The final margin was relatively large—8 points. And the victory went against the endorsement of the Democratic establishment, including POTUS BO, The Gov, and many Pennsylvania newspapers. What does this mean? Did the voters get it wrong? Did the Democratic political machine get it wrong? Do Democrats—and people in general—resent being told who to vote for? No. No. And hell no!

The voters voted for their man. Why? Who knows. Maybe they saw Specter’s party-switch as overly self-serving. Maybe they thought Sestak had a better chance to prevail in November. Maybe they got tired of Specter and wanted a new face. Maybe they believed that as effective as Specter has been, Sestak—the darling of the Pennsylvania Democratic committee before Specter switched sides—will be even more so. Maybe they feared that Specter is too old and may not last through another six-year term forcing a Massachusetts-style special election. Maybe they shared a birthday with Sestak. Probably, it was a combination of these things.

POTUS BO pitched for his man. What else could he do? Back the challenger? Please! First, by switching parties, Specter did BO a huge favor, helping to push across much of the legislation of the past year. BO would have looked the ingrate if he didn’t back him. Second, if Specter would have won, BO would have looked the fool and had an enemy in the Senate for the next six years. Heck, he would have had an enemy in the Senate for the next nine months regardless who would have won. POTUS BO was just playing the game they all play. The political machine is all about the incumbents. Until they lose. And then it’s about the new incumbents. The incumbent is dead! Long live the incumbent!

Finally, it’s a common mis-conception that people don’t want to be told who to vote for. People do, in fact, want to be told who to vote for. Just as they want to be told many other things. The mental toll of figuring out who to vote for—accumulated over that of many other decisions—is high. Being told who to vote for by a reliable source is easier. I wanted to be told who to vote for! Thank god the Internet was there to tell me!

But onto the real subject of this blog. And yes, it took me 419 words to get here. Get over it. If the past year has shown us anything, it’s that the Senate is dysfunctional. Structurally, it may have been not such a bad idea 250 years ago, when the largest state (Virginia) was only nine times as populous as the smallest (Rhode Island and Providence Plantations). And it may have been necessary to get Delaware and RIPP to join the union. But with current demographics—California has 69 times the population of Wyoming—it makes less sense. Senators from de-populated states are the most powerful people in the US. They represent a tiny constituency but control key swing votes. And they serve longer terms than presidents with no term limits! The incumbency machine makes Senators from de-populated states de facto kings! And some of them—see Ted Stevens of Alaska or former VPOTUS Dick Cheney of Wyoming—behave as if they were kings!

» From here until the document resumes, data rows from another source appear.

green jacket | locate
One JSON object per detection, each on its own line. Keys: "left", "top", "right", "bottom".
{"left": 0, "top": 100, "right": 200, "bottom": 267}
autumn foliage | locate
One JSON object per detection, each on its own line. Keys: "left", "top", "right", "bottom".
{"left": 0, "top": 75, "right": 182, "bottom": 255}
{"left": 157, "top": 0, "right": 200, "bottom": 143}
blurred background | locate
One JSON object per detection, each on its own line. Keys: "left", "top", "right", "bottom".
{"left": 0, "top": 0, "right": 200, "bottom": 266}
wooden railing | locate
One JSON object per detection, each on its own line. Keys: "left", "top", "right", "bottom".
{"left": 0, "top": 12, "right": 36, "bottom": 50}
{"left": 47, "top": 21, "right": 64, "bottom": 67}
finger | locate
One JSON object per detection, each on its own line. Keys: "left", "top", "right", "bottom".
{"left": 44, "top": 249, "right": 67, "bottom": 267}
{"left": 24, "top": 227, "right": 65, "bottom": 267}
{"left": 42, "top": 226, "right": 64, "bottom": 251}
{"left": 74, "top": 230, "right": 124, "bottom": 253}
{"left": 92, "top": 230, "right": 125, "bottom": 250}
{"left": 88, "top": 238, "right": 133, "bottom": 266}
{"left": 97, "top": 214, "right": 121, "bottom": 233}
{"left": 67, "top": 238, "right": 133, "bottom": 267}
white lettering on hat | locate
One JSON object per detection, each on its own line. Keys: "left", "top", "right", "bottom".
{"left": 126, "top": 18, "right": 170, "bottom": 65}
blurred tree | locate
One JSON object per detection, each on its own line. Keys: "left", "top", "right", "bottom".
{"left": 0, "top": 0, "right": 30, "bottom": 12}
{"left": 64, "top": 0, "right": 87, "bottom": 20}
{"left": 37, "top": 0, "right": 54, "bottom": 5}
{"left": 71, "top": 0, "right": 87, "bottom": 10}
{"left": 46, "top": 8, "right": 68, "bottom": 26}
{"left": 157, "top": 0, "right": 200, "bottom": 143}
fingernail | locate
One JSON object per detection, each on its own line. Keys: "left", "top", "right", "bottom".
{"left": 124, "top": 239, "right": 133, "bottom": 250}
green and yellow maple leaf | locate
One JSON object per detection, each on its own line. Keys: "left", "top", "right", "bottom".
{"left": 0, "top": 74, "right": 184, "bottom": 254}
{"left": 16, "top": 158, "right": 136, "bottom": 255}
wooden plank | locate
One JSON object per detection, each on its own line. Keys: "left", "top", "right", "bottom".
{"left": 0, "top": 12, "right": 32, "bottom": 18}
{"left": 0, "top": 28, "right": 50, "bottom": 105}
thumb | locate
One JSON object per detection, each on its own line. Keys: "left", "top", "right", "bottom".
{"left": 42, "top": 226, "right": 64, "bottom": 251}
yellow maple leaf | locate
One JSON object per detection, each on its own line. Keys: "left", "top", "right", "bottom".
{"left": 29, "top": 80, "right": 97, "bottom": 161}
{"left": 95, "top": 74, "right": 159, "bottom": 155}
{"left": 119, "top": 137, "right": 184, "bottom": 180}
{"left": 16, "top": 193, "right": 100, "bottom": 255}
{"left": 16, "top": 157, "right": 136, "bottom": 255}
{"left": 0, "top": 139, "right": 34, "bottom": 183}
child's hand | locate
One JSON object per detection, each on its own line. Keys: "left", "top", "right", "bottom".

What is to be done about this? Sadly nothing. A US government in which North Dakota has only one Senator is probably not going to happen. If there is one thing North Dakotans love, it’s their Senators. But perhaps something can be done about the biannual churn which essentially paralyzes the government for six months every other year. Under the current constitutional setup, Senators serve an unlimited number of six-year terms with one third of the members up for re-election every two years. Assuming election season including primaries lasts eight months, then 33.3% of the time, one third of the Senate is in an election cycle. For a body that is effectively so evenly divided—sixty votes is the new majority or haven’t you heard—and in which votes must often be squeezed from the marble columns, that is too much. 33.3% of the time, the Senate is legislating by electoral politics rather than by policy. Don’t believe me? Ask Arlen!

Here’s what I propose. Senate terms should be extended to eight years and limited to a total of three. Senate elections should be held every fourth year, in phase with presidential elections. This means that again 33.3% of the Senate will be up for re-election during a given election season, but elections will occur half as frequently and in step with presidential elections when nothing happens anyway, or at least nothing good. Arguably, the Senate is the most critical governmental resource and Senators are the most powerful people in government. Shouldn’t increase the efficiency with which the Senate legistlates and reduce the effects of electoral politics as much as we can?

P.S. I know, I know. Congressmen serve two-year terms and therefore are locked in re-election battles 33.3% of their time. Isn’t House churn a problem? Shouldn’t we fix House elections too? Not really. First, the House more closely represents US demographics and the artifact of Congressperson-from-de-populated-district-as-king doesn’t really exist. With the exception of a few, e.g.Nancy Pelosi, individual Congresspeople are significantly less powerful than Senators and cannot hold bills or their parties hostage in exchange for pork. Second, districts are so gerrymandered that most incumbent Congresspeople run unopposed. In the 7th district, Brian Lentz—who was not even an incumbent—presumably ran against Terese Touey. Only Lentz appeared on the ballot on Tuesday. Effectively, only 10% of Congress is up for re-election 33.3% of the time. And 10% is usually lower than the margin by which bills pass in Congress.

P.P.S. I’m sorry, but unless I don’t know what a “barrel” is—42 gallons?—this doesn’t look like 8,000 barrels a day to me!

P.P.P.S. The Talented Mr. Ripley he’s not.